When the time comes to move funds, use a currency exchange company like Payoneer. They only charge around a 2% fee, compared to a 3-4% fee you might see from Amazon. This seems like a small savings, but that 1-2% can add up quickly.

Payoneer will also keep this money in a Canadian account. It’s not a traditional bank account, as US based individuals or companies generally can't open a Canadian bank account for their US business.

Think of Payoneer as a holding tank for your CAD funds.

Many sellers will charge their PPC automatically to a credit card. Your bank is going to charge you in USD regardless of where you spend the money. To do this they’ll convert the money from CAD to USD. And because there’s a conversion you’ll lose a little bit in the exchange, and you will be paying with dollars that you already converted.  

This is basically paying twice on a conversion when you could avoid any conversion of currencies for PPC.

A better idea is to have your PPC come out of your account before you receive your disbursements. You’ll be charged for your PPC in CAD and will “pay” in CAD, so there’s no conversion and no lose because of a currency conversion.  Basically you are saving from the double conversions of putting your PPC charges on a US credit card.

Whenever possible, have fees come out of your disbursements or pay in the local currency before any conversions are made.


Manage and GROW

Once your listings are live, all you have to do is manage and grow your business. You’ll notice that your PPC keyword data is likely going to be very similar to your US products.

Once you have everything rolling in the Canada, you really won’t have to check on things in Canada as often as you do in the US.

That’s because it’s much less competitive in Canada than it is in the US. This is a good thing! Because of the hopes you have to jump through to enter into the Canadian market, a lot of sellers get scared off from even trying.

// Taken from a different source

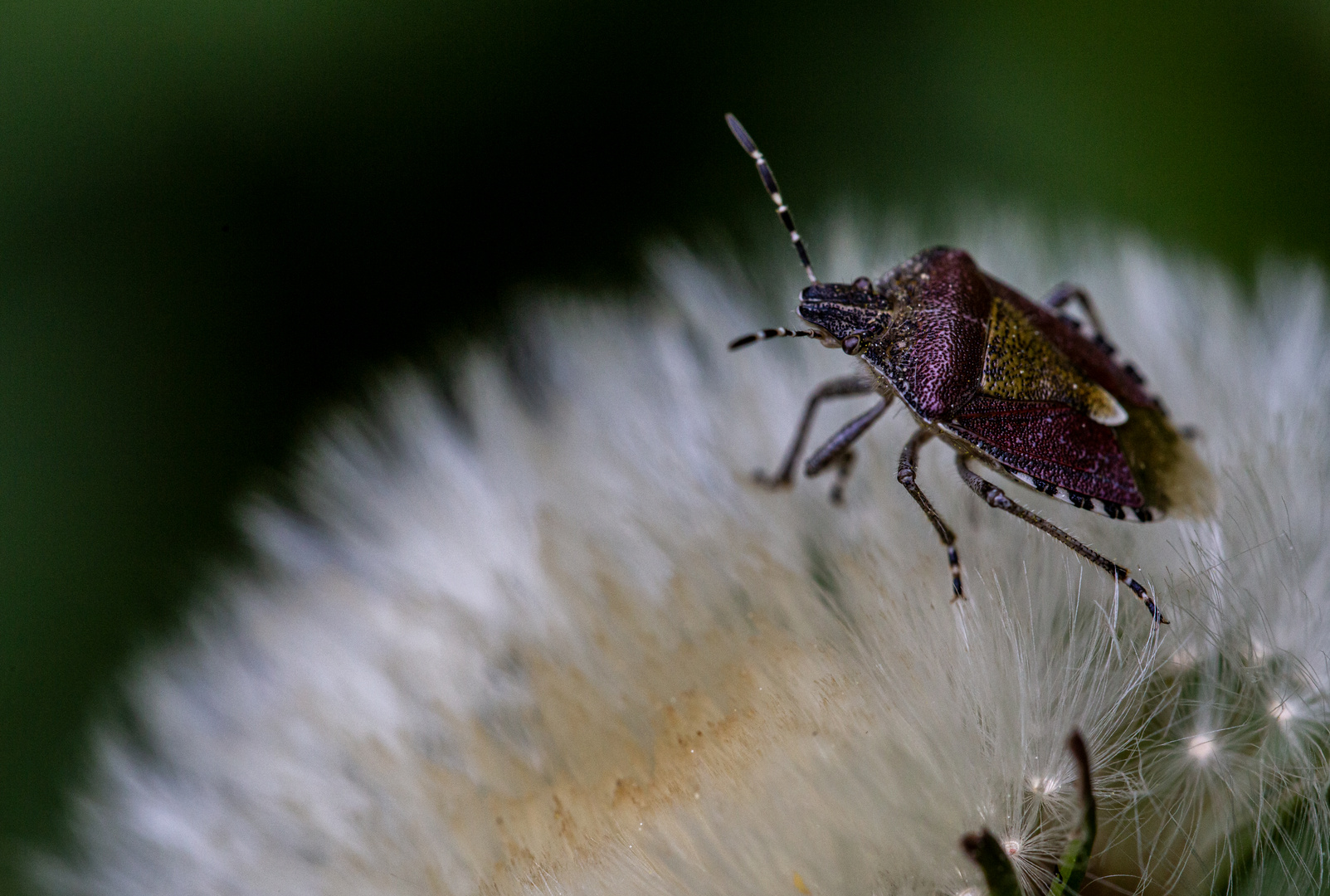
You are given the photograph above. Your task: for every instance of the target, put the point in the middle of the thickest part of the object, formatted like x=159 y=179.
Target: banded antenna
x=769 y=183
x=774 y=333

This is good news for you if you are willing to do the work on the front end, take advantage of it.

You’ll also find that your customers in Canada are similar to the US. We’re not all that different with how we shop. In fact, most of Canada’s population lives within 100 miles of the Canada/US border. It's not uncommon for people on either side to have friends on the other.

As your US business grows, so should your seriously adding Amazon in Canada as another sales channel for your business.  You can use it as a launching pad to other platforms.

To recap these 6 steps:

  • Validate your product by doing some quick market research
  • Register yourself or your company with the CRA
  • Adding your listings to Amazon.ca
  • Send an appropriate amount of inventory to Canada
  • Use strategic tricks to maximize the currency
  • Manage and grow your business just like you do in the US!


One Last VERY Important Tip

One thing that is an absolute must is paying your taxes. Just because you made the money in another country doesn’t mean Uncle Sam isn’t going to take his due. You’re paying sales tax (GST) to the Canadian government, and you still need to pay income tax to the US government.

My advice? Hire a tax professional. If you don’t have a CPA, get one! You should do this anyway, even if you’re not selling in Canada. The internet is a great resource for information, but it’s well worth the money to hire a professional.

Xero and QuickBooks both have versions that do foreign currencies. They’re worth buying to manage your CAD funds separately. A2X accounting software will take your Amazon data and plug them straight into Xero or QuickBooks.

These are just a few tools, and there are many out there. Use what works for you, just make sure to use something.

If you’re ready to get started, go to canadachecklist.com. I’ll give you a free in-depth checklist of everything I’ve covered here.

Remember: if you finished 6th grade math, and can figure out how to fill out a form to get a driver's license or passport, you can do this!